Warga Kesulitan Pesan Ambulance, Pelayanan Dinas Kesehatan Jakarta Menuai Kritikan
Jakartakita.com – Jakarta Monitoring Development (JMD) mengkritisi buruknya pelayanan Dinkes DKI Jakarta.
Hal itu diutarakan Direktur Eksekutif JMD, Mahfud Latuconsina menanggapi kejadian yang menimpa Haldi, warga DKI Jakarta baru-baru ini yang kesulitan memesan ambulans Dinas Kesehatan (Dinkes) DKI Jakarta.
“Kami turut prihatin kepada saudara Haldi yang susah mendapat pelayanan kesehatan dari Dinkes DKI Jakarta. Kalau di New York, sigap segera melayani pasien. Ini malah disuruh fotokopi KTP dan KK dulu, pasien dibiarkan. Khawatir keburu meninggal,” ucap Mahfud dalam keterangan resmi yang diterima Jakartakita.com, Minggu (01/7/2018).
Mahfud juga menilai, program Ketuk Pintu Layani Dengan Hati (KPLDH) tidak berjalan optimal. Pasalnya, jarang terlihat dokter yang mendatangi rumah warga. Padahal, untuk menjalankan program tersebut telah disiapkan 481 tim yang terdiri dokter, bidan, dan perawat.
“Yang 481 tim itu di mana ya? Ke mana saja? Jika ditanya ke warga Jakarta, tidak ada yang pernah mendapat pelayanan dokter KPLDH,” tuturnya.
Senada dengan Mahfud, Ketua umum Forum Peduli Warga (FPW) Musa Marasabessy menyayangkan ‘sikap arogan’ oknum pegawai operator layanan darurat 112 yang berkata kasar kepada keluarga pasien yang membutuhkan layanan ambulan.
Menurutnya, sikap tersebut tidak peka terhadap musibah dan tak punya hati kemanusiaan.
“Atas nama Forum Peduli Warga (FPW) DKI Jakarta, sangat kecewa berat, seorang ibu sakit dan butuh ambulan, kok kaku harus meminta foto kopi segala, dan ini sangat merugikan masyarakat,” ujarnya.

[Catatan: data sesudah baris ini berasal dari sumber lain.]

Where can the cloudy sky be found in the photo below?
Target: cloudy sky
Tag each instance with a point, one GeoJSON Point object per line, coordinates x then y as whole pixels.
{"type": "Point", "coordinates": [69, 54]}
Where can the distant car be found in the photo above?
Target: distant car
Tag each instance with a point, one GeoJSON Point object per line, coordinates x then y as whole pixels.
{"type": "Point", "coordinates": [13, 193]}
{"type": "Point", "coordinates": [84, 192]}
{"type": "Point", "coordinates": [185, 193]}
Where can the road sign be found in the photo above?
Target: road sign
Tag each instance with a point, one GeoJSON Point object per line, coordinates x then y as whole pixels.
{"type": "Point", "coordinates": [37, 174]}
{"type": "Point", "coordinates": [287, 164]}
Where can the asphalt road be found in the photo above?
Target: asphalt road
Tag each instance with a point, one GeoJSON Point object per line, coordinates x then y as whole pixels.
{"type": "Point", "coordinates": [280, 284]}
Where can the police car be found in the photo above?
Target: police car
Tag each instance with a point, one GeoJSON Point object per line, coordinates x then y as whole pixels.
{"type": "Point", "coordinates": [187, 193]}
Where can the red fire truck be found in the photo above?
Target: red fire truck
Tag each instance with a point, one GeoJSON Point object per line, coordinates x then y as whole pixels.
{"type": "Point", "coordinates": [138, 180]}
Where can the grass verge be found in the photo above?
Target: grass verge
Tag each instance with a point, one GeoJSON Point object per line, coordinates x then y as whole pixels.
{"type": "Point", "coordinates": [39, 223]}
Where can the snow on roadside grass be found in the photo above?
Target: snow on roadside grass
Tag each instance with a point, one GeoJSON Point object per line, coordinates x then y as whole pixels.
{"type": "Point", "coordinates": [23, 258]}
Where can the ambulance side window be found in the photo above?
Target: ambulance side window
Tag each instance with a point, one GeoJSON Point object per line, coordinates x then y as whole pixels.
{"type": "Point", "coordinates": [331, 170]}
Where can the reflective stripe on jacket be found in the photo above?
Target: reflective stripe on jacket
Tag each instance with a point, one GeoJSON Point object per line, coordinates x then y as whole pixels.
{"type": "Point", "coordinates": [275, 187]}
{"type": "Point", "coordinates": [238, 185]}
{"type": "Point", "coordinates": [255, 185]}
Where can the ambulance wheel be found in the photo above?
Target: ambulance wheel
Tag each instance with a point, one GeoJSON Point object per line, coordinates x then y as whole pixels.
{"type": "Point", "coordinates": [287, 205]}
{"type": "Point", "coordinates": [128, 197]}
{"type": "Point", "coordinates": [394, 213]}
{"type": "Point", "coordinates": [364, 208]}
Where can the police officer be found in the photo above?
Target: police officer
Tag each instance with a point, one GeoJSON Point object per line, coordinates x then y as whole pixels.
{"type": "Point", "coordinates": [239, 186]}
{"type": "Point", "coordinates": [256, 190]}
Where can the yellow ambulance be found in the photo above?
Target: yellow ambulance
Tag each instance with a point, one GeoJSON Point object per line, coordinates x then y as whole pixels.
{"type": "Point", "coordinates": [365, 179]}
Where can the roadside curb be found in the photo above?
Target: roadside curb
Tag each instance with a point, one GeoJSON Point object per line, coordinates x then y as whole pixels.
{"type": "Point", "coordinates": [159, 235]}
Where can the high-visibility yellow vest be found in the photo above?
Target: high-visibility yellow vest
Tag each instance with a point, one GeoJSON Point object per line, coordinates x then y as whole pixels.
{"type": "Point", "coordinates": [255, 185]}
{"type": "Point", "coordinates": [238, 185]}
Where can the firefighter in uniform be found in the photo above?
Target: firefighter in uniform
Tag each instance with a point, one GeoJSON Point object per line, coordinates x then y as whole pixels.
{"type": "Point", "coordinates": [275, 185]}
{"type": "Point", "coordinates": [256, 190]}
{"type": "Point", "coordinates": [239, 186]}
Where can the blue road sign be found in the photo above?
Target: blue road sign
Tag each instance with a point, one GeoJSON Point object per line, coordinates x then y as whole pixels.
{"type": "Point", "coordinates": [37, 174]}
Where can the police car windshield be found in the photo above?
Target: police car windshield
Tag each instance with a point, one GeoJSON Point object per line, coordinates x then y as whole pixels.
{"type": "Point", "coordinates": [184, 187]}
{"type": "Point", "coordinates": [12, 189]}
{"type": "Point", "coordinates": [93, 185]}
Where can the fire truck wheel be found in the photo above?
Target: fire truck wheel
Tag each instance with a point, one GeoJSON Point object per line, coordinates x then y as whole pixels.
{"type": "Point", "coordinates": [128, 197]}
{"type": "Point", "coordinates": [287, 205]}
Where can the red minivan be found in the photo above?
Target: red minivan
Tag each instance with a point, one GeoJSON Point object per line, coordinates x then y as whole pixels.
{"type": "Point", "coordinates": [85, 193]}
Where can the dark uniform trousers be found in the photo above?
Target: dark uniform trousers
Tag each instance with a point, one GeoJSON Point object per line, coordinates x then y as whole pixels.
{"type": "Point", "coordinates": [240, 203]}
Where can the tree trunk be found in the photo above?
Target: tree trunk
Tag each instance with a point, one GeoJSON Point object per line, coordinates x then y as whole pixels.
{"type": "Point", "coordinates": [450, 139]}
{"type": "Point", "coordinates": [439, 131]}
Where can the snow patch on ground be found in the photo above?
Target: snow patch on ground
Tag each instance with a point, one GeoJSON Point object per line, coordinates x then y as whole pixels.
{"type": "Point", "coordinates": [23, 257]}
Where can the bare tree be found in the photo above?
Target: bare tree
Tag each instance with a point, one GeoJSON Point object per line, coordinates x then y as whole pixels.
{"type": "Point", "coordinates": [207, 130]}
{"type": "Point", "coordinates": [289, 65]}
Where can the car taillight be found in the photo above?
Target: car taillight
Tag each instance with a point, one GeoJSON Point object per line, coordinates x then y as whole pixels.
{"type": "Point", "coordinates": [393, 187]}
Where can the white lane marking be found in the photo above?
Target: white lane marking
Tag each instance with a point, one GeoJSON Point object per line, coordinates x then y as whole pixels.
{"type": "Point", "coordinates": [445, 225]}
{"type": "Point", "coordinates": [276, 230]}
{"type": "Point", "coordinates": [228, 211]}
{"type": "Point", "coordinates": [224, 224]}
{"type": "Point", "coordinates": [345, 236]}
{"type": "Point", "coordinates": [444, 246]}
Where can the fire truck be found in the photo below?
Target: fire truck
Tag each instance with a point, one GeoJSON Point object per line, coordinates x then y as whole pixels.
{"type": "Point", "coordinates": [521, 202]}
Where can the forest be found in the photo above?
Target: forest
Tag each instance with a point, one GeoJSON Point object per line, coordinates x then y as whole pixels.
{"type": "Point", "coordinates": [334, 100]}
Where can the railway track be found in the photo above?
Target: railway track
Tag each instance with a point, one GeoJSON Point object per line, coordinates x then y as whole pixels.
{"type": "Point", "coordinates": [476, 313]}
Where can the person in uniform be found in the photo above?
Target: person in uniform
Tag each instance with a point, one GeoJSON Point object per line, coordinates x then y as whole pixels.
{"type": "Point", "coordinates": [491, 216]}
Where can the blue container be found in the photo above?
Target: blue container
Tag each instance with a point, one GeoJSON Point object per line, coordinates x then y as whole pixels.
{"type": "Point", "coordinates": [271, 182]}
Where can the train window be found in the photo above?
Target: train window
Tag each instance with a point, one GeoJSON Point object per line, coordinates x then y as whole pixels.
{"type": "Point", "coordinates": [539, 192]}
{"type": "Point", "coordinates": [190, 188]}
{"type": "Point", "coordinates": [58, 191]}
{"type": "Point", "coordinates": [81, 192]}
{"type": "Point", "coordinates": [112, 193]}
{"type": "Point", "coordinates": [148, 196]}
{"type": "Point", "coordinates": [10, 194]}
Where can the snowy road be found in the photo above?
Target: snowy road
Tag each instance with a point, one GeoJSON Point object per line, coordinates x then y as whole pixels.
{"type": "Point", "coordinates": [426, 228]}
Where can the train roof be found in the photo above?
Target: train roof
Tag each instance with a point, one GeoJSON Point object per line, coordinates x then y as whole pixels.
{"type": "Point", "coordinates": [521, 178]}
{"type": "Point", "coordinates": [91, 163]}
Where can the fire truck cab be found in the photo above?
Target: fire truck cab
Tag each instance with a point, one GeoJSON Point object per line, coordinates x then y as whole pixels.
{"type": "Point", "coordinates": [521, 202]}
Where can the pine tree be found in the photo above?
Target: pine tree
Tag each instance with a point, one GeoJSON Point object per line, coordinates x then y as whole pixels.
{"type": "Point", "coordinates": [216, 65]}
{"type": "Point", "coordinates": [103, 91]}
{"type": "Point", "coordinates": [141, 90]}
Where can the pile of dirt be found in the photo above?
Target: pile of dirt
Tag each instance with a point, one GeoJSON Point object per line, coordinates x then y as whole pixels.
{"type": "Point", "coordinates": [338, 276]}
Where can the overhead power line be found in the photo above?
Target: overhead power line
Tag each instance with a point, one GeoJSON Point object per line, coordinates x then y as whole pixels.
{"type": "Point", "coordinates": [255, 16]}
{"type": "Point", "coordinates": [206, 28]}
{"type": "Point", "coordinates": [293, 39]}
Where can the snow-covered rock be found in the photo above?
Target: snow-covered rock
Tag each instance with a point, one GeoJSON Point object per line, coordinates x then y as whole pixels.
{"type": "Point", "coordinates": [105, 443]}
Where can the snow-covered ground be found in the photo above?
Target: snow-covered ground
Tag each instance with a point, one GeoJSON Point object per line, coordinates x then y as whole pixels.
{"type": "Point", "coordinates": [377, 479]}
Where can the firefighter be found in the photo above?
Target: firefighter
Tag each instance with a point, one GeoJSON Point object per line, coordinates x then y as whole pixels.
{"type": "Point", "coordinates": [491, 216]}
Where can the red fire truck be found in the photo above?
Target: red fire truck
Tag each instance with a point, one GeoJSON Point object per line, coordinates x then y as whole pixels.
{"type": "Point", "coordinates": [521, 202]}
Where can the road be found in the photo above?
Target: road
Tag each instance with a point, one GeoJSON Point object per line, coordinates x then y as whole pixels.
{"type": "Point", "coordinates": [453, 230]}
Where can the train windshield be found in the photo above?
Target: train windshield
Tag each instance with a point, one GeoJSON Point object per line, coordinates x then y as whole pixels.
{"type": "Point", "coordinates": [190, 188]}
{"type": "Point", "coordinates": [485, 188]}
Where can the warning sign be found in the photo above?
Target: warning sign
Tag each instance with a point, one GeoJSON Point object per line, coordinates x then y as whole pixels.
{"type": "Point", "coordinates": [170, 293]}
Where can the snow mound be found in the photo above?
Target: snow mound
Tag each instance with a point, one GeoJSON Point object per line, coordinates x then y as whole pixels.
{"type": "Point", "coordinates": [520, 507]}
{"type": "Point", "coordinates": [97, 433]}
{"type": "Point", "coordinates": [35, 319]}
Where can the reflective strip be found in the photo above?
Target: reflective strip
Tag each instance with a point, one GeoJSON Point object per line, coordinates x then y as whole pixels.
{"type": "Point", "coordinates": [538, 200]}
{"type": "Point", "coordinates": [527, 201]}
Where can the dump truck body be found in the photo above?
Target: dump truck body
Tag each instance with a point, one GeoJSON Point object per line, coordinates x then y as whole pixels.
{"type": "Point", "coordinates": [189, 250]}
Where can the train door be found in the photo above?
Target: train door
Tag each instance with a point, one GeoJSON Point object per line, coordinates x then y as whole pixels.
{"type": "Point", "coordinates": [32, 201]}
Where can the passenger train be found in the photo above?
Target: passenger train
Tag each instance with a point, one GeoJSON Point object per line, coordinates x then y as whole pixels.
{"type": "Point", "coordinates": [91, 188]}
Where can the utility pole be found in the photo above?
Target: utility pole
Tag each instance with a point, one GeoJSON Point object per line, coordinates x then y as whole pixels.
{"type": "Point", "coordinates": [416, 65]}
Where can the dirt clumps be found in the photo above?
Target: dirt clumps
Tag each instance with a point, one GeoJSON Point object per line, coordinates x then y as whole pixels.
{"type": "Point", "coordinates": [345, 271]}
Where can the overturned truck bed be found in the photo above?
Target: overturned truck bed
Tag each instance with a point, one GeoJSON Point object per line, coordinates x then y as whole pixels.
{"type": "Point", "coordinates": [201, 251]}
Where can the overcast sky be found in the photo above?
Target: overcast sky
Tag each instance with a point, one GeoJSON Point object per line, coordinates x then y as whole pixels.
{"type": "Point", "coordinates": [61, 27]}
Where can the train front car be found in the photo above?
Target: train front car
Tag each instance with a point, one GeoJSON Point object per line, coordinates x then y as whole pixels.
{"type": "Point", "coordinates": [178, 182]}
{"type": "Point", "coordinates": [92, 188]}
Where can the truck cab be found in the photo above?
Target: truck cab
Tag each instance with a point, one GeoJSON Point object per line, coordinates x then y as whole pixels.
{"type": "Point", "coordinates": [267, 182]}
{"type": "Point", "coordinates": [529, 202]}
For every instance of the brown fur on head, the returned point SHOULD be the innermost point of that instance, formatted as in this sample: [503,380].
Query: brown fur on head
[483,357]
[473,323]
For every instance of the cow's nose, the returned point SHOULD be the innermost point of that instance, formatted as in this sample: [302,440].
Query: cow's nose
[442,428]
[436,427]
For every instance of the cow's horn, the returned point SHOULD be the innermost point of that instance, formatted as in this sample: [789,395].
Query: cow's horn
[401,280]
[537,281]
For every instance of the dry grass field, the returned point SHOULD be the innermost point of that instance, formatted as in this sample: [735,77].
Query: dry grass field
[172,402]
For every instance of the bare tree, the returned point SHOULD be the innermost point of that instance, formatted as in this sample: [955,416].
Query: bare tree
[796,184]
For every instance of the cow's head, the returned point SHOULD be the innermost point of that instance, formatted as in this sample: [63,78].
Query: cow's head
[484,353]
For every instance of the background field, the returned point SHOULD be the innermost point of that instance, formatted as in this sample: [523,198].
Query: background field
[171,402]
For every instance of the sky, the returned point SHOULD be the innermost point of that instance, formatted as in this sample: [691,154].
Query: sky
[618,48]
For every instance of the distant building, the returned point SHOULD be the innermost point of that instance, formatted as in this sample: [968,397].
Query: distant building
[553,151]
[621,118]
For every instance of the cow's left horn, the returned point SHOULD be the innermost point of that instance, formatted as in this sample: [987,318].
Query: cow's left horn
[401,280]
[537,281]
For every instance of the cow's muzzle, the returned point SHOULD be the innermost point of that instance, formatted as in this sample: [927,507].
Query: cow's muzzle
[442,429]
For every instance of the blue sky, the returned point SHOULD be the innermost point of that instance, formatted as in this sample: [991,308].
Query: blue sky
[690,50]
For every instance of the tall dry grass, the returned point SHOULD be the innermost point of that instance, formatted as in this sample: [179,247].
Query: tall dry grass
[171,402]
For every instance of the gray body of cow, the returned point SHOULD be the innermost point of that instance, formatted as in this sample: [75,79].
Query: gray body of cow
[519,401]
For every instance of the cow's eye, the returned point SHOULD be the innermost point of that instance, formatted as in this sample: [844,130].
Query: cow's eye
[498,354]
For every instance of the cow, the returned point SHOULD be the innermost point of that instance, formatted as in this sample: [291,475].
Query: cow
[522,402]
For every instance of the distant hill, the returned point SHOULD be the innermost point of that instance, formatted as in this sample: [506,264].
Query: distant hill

Musa juga menilai, tindakan Dinas Kesehatan (Dinkes) yang mempersulit pasien ini menjadi catatan sendiri.
“Selama ini Bapak Gubernur Anies Baswedan hanya mendengar kabar baik saja, padahal Dinkes saat ini jauh lebih buruk dan harus segera mengevaluasi Kadinkes Pemprov DKI Jakarta dan kalau perlu segera mencopotnya,” jelas Musa.
“Kadinkes Pemprov DKI Jakarta itu tak punya hati, saya rasa anak buahnya sudah bertahun-tahun itu, operatornya juga menyampaikan dengan kalimat kasar ke keluarga pasien dan harus segera dicopot. Kadinkes harus meminta maaf dan mengklarifikasinya secara terbuka, ini masalah keselamatan pasien yang utama daripada syarat KTP,” tegas Musa.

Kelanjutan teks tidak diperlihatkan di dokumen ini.